Alberto Witvrun.- Las celebraciones pagano-religiosas donde las poblaciones rinden tributo a sus santos patrones con el tiempo se convirtieron en jugosos negocios para gobiernos municipales y
estatales por los recursos que se destinan a las ferias y los que ellas mismas generan y que
los gobernados agradecen a sus autoridades que se conserven por lo mismo casi nunca se
rinden cuentas o estas son poco claras, así las pérdidas del erario terminan en los bolsillos
de los funcionarios.
Lo mismo en Ixmiquilpan, que, en Tulancingo de Bravo, Tula de Allende u Actopan crecen
los reclamos por la opacidad con que se “administran” las ferias ahora objeto del modelo
de concesión que nunca deja claro cuántos se recibió por parte de las empresas que se
encargan de organizar las actividades feéricas y que sin duda son buen negocio de lo
contrario nadie se las pelearía.
En Tulancingo donde se celebraba una de las más espectaculares ahora mismo exigen se
aclaren los recursos destinados en 2025 para las dos ferias y cuáles fueron los “cortes de
caja” porque los que se conocen no cuadran las cifras y existen dudas sobre que se hayan
bien administrado.
No se diga Actopan donde Imelda Cuéllar Cano es igual de cuestionada que su homóloga
tulancinguense Lorena García Cázares, mientras el comerciante Emanuel Herández
Pascual ofrece saldo blanco en la feria de Ixmiquilpan, que no es lo mismo que un libro
blanco de la feria y cuya edición anterior se recuerda por su baile con una lata de cerveza
en la cabeza y la opacidad de los recursos aplicados.

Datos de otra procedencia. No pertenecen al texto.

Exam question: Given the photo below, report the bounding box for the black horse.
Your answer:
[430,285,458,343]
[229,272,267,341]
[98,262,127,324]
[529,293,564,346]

Las ferias son un instrumento para el desvío de recursos, pero cada vez más cuestionados
en los cabildos y por la población misma, por lo que resulta urgente que los
ayuntamientos encuentren métodos para darles claridad incluso a la misma Feria de San
Francisco, para que la feria de las ferias no terminen en unos cuántos bolsillos.